Statistics New Zealand said the unemployment rate fell to 5.3% in Q1 2026 from 5.4% in Q4 2025. Employment rose 0.2% in Q1 versus 0.5% in Q4, and below the 0.3% forecast.
Us Iran Progress Lifts Risk Appetite
Market moves were also linked to reports of progress towards a US-Iran deal, which weighed on the US dollar and supported the New Zealand dollar. Donald Trump said the US would pause an operation linked to shipping through the Strait of Hormuz and that a deal was close.
Defence Secretary Pete Hegseth said the US was not seeking to re-escalate tensions with Tehran, and described Project Freedom as temporary. Oil prices fell to a one-week low, easing inflation concerns and reducing expectations of a more hawkish Federal Reserve.
Attention turns to the US ADP private-sector jobs report and speeches from Federal Open Market Committee members. Markets are also focused on Friday’s US Nonfarm Payrolls report, while Middle East developments may keep trading volatile.
We are seeing the US Dollar weaken significantly due to renewed optimism over a US-Iran peace deal, which is boosting risk-sensitive currencies like the Kiwi. This shift in sentiment is the primary driver pushing NZD/USD above the 0.5900 level. Traders should position for continued, albeit volatile, upside in the pair.
The supporting data from New Zealand, such as the unexpected drop in the unemployment rate to 5.3%, reinforces this bullish case for the Kiwi. We also remember the Q1 2026 inflation data, which came in at a hot 3.1% and keeps pressure on the RBNZ to maintain a hawkish stance. This contrasts with a Federal Reserve that may soften its tone if lower oil prices ease US inflation.
Options Markets Signal Higher Volatility
Given the headline risk from both the Iran talks and Friday’s upcoming US Nonfarm Payrolls report, we are seeing one-week implied volatility for NZD/USD options pick up. It makes sense to consider buying call options to capitalize on further gains toward the 0.6000 psychological level. This strategy defines the risk should the geopolitical situation suddenly reverse.
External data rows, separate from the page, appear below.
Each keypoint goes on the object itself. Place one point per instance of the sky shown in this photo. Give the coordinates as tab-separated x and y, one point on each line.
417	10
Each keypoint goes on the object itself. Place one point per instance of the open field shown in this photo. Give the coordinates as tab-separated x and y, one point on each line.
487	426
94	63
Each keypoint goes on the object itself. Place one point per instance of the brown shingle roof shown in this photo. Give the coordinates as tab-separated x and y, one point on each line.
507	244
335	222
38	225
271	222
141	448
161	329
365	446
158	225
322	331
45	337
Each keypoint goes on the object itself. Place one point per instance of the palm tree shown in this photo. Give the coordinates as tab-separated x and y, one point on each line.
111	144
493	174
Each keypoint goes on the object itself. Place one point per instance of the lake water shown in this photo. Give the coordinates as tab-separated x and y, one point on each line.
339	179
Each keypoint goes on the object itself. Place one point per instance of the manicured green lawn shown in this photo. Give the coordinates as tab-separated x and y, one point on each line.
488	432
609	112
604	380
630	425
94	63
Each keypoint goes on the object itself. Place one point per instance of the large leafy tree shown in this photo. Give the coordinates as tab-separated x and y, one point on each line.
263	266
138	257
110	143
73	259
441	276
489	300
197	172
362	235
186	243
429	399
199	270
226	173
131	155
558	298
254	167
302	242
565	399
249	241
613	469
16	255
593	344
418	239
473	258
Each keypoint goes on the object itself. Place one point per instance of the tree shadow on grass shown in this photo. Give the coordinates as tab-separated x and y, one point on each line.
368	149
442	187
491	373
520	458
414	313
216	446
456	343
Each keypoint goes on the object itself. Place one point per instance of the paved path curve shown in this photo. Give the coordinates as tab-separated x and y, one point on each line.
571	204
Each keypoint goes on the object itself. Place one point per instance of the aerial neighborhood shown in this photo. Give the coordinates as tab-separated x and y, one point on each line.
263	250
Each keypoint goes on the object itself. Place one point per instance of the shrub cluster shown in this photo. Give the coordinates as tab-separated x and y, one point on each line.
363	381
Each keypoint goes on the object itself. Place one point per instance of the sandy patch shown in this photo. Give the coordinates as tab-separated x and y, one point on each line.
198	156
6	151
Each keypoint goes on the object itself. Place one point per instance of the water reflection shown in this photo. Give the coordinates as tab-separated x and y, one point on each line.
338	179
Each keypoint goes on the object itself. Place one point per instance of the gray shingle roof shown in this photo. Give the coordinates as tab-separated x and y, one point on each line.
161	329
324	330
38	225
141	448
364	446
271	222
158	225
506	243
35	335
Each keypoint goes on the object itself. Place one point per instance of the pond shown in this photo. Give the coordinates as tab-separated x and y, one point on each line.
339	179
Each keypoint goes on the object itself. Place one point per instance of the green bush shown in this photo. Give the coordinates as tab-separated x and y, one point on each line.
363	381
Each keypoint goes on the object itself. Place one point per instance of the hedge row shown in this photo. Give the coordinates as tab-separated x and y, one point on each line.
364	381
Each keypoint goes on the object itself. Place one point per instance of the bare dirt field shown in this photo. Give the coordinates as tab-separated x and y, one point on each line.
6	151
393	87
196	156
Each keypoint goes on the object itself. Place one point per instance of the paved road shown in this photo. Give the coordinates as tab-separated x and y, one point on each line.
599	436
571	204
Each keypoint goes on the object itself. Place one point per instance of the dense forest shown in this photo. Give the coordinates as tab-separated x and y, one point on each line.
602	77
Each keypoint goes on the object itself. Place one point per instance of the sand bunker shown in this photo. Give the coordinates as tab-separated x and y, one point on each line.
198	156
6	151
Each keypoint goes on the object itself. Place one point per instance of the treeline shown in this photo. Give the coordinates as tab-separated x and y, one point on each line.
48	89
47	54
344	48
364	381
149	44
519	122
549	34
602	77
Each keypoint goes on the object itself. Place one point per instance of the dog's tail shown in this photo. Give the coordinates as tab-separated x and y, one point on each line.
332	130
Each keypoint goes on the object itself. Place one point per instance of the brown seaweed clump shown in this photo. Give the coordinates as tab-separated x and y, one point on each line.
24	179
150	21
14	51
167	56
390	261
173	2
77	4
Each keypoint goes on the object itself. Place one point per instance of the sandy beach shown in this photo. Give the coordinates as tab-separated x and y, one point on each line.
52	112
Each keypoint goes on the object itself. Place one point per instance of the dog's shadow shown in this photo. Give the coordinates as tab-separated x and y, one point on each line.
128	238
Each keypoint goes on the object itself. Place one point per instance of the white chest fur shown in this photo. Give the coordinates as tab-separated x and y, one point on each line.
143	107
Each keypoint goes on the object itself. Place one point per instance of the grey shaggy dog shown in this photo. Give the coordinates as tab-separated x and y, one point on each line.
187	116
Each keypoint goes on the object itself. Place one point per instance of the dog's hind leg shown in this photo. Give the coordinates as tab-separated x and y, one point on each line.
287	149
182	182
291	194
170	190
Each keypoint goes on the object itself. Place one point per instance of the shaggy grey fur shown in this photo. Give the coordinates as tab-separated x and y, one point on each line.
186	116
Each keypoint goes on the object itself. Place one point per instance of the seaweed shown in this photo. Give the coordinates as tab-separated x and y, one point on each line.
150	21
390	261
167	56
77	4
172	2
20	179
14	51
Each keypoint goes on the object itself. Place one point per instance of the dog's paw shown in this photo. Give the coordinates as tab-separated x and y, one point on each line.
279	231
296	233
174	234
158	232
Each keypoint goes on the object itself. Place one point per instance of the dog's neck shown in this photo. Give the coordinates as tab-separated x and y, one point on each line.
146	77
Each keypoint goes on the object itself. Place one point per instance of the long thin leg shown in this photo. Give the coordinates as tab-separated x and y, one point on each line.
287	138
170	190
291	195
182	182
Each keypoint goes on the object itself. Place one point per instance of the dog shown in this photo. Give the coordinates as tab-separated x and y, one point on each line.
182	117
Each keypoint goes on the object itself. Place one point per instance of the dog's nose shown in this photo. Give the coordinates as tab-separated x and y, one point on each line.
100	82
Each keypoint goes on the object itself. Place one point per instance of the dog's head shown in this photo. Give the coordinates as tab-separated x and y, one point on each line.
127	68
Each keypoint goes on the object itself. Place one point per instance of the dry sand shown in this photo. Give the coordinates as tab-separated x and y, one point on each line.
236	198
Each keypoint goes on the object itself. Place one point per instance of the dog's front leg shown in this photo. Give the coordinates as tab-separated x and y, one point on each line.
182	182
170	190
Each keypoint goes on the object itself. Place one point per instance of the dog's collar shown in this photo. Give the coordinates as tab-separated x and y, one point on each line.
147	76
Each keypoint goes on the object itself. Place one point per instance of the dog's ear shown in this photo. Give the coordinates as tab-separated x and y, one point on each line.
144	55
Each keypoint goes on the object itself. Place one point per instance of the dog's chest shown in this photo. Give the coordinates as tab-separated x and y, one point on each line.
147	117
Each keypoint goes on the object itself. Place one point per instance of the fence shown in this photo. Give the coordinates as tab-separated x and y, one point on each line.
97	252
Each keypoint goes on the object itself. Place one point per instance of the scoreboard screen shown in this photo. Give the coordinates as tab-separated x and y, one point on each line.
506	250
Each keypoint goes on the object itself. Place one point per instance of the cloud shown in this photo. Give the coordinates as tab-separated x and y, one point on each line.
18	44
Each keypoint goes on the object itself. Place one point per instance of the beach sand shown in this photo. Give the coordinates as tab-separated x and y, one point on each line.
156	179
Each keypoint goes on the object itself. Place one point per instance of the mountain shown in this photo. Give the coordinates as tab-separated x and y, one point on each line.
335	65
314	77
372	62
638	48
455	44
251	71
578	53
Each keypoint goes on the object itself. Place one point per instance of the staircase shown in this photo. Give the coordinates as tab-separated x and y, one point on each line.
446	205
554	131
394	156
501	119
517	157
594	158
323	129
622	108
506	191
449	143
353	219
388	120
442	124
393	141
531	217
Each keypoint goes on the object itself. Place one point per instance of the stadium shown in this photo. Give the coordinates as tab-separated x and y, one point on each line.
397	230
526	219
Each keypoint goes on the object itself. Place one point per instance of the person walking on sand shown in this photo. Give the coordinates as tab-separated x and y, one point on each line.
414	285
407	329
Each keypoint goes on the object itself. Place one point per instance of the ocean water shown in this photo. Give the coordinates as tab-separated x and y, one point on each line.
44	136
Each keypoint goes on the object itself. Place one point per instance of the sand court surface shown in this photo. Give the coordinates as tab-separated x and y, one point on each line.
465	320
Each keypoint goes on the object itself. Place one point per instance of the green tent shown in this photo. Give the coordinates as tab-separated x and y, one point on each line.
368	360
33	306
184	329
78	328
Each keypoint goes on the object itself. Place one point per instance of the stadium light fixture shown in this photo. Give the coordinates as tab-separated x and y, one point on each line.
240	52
This market environment feels similar to what we saw in 2015 during the lead-up to the original Iran nuclear accord, which favored risk assets and weighed on the dollar. The recent break of resistance suggests momentum could carry the pair higher in the coming weeks. A call spread could be an effective strategy to cheapen the cost of positioning for this anticipated move.
The immediate focus will be on the US jobs data, with consensus forecasts for Friday’s NFP report centering around 190,000. A number significantly above 225,000 could cause a sharp reversal in the US Dollar’s recent decline. Therefore, any long positions must be managed with clear stop-loss orders.